## An existence criterion for a normal maximal subgroup in a finite solvable group

Let $G$ be a solvable group of order $pm$, where $p$ is a prime not dividing $m$. Let $P \in \mathsf{Syl}_p(G)$. If $N_G(P) = P$, prove that $G$ has a normal subgroup of order $m$. Where is solvability required in the proof? [Note: This result holds for nonsolvable finite groups as well, as a special case of Burnside’s N/C-Theorem.]

By hypothesis, we have $n_p(G) = m$, and the Sylow $p$-subgroups of $G$ intersect trivially. Thus $G$ has $(p-1)m = |G| - m$ elements of order $p$. Denote the remaining elements by $H$.
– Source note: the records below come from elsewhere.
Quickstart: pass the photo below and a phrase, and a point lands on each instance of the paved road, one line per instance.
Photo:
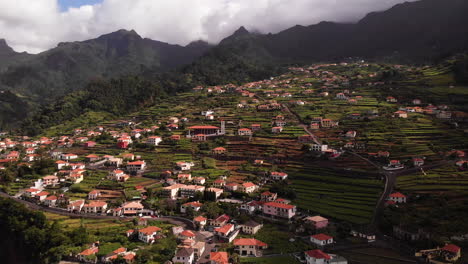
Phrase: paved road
(180, 221)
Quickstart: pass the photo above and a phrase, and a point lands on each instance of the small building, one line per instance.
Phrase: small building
(219, 258)
(275, 209)
(184, 256)
(248, 187)
(244, 132)
(251, 227)
(401, 114)
(317, 221)
(51, 201)
(200, 222)
(249, 247)
(418, 162)
(278, 176)
(136, 166)
(321, 239)
(94, 194)
(268, 196)
(153, 140)
(219, 151)
(196, 206)
(276, 130)
(50, 180)
(397, 197)
(148, 234)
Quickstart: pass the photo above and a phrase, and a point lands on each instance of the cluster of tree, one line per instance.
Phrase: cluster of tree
(27, 237)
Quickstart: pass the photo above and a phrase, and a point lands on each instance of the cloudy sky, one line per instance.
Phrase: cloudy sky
(38, 25)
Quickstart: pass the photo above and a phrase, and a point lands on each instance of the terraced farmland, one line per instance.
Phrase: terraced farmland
(444, 179)
(342, 195)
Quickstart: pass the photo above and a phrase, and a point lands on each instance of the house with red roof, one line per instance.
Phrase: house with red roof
(244, 132)
(136, 166)
(148, 234)
(280, 210)
(278, 176)
(220, 220)
(397, 197)
(317, 256)
(219, 183)
(41, 196)
(92, 157)
(50, 180)
(200, 222)
(31, 192)
(219, 258)
(219, 151)
(95, 207)
(317, 221)
(401, 114)
(321, 239)
(196, 206)
(451, 252)
(87, 253)
(118, 175)
(276, 130)
(89, 144)
(248, 187)
(94, 194)
(153, 140)
(249, 247)
(268, 196)
(75, 206)
(418, 162)
(225, 230)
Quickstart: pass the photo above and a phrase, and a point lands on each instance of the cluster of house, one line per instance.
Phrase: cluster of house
(90, 253)
(450, 253)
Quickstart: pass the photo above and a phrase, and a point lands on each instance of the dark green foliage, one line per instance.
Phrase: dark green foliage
(28, 238)
(460, 69)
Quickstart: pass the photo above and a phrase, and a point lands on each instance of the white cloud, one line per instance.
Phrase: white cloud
(38, 25)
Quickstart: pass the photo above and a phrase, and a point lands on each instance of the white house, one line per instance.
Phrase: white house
(321, 239)
(397, 197)
(184, 256)
(148, 234)
(153, 141)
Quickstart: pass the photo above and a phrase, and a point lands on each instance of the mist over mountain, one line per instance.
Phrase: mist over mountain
(413, 32)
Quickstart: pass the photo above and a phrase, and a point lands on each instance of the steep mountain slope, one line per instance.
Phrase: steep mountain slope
(416, 32)
(413, 32)
(8, 56)
(71, 65)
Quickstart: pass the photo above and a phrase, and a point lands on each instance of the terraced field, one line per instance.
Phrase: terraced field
(444, 179)
(342, 195)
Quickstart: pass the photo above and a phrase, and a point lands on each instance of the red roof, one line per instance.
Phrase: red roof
(199, 219)
(43, 193)
(120, 250)
(89, 251)
(136, 163)
(451, 248)
(224, 229)
(150, 230)
(187, 233)
(397, 195)
(51, 198)
(280, 205)
(249, 242)
(318, 254)
(203, 127)
(322, 237)
(219, 257)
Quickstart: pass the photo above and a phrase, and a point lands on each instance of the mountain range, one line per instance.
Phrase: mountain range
(412, 32)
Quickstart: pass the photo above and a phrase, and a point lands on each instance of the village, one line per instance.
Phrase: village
(318, 157)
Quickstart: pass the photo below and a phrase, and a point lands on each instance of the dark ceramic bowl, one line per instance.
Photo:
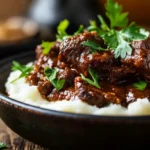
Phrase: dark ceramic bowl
(59, 130)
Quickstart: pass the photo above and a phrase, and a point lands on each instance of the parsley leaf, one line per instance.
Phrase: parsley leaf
(94, 76)
(123, 49)
(94, 47)
(25, 70)
(119, 41)
(2, 146)
(134, 32)
(141, 85)
(51, 76)
(93, 26)
(47, 47)
(80, 30)
(111, 39)
(115, 15)
(104, 25)
(61, 30)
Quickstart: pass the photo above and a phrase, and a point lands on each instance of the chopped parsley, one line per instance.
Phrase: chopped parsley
(141, 85)
(94, 76)
(47, 47)
(2, 146)
(118, 40)
(25, 70)
(61, 30)
(51, 76)
(80, 30)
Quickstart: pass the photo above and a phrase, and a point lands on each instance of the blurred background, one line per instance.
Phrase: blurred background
(25, 23)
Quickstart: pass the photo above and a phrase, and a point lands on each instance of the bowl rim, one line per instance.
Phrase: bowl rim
(48, 112)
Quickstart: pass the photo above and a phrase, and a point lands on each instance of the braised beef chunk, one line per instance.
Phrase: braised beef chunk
(115, 76)
(75, 54)
(140, 61)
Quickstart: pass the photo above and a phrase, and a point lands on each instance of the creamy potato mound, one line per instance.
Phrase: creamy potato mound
(22, 91)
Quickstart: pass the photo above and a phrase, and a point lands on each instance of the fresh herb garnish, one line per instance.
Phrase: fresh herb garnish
(25, 70)
(80, 30)
(61, 30)
(2, 146)
(115, 15)
(94, 76)
(141, 85)
(47, 47)
(93, 26)
(51, 76)
(94, 47)
(118, 40)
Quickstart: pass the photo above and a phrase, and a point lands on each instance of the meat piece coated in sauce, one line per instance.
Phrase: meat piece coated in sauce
(116, 76)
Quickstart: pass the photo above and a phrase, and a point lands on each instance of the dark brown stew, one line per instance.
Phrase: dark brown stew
(116, 76)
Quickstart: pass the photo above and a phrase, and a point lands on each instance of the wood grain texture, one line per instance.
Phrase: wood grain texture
(14, 141)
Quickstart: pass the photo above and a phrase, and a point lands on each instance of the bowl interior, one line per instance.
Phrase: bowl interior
(6, 68)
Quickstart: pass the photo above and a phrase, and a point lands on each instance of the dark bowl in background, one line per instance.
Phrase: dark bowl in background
(59, 130)
(27, 30)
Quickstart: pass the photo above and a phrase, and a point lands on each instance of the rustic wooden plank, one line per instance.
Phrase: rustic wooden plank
(14, 141)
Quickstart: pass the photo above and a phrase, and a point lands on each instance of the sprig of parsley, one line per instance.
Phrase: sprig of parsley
(94, 76)
(80, 30)
(115, 15)
(47, 47)
(94, 47)
(141, 85)
(2, 146)
(51, 76)
(118, 40)
(61, 30)
(25, 70)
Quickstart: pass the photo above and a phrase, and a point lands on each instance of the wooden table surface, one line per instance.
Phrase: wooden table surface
(14, 141)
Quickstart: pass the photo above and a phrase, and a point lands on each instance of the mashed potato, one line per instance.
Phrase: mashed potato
(22, 91)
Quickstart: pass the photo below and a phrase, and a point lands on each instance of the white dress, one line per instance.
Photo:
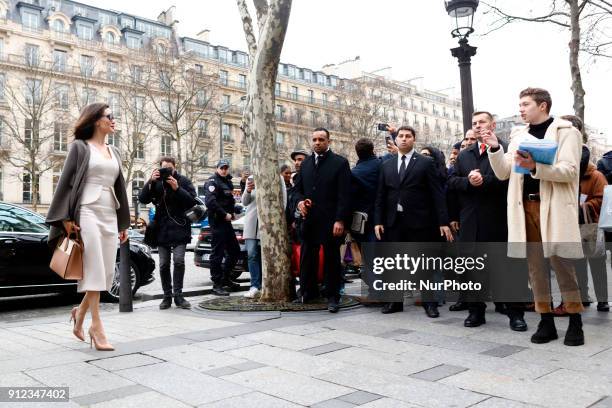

Let $\pi$ denote the set of all prime divisors of $|G|$ except $p$. By this previous exercise, there is a Hall $\pi$-subgroup $M \leq G$, which (by definition) has order $m$, and none of whose elements have order $p$. Thus $M = H$. Moreover, if $N \leq G$ is any other subgroup of order $m$, then $N$ is a Hall $\pi$-subgroup (again by definition) and $N$ is conjugate to $M$. But $N = H$, so that in fact $M$ is the unique subgroup of $G$ of order $m$. Thus $M$ is characteristic, hence normal, in $G$.

Solvability was needed in order to guarantee the existence and conjugateness of Hall subgroups.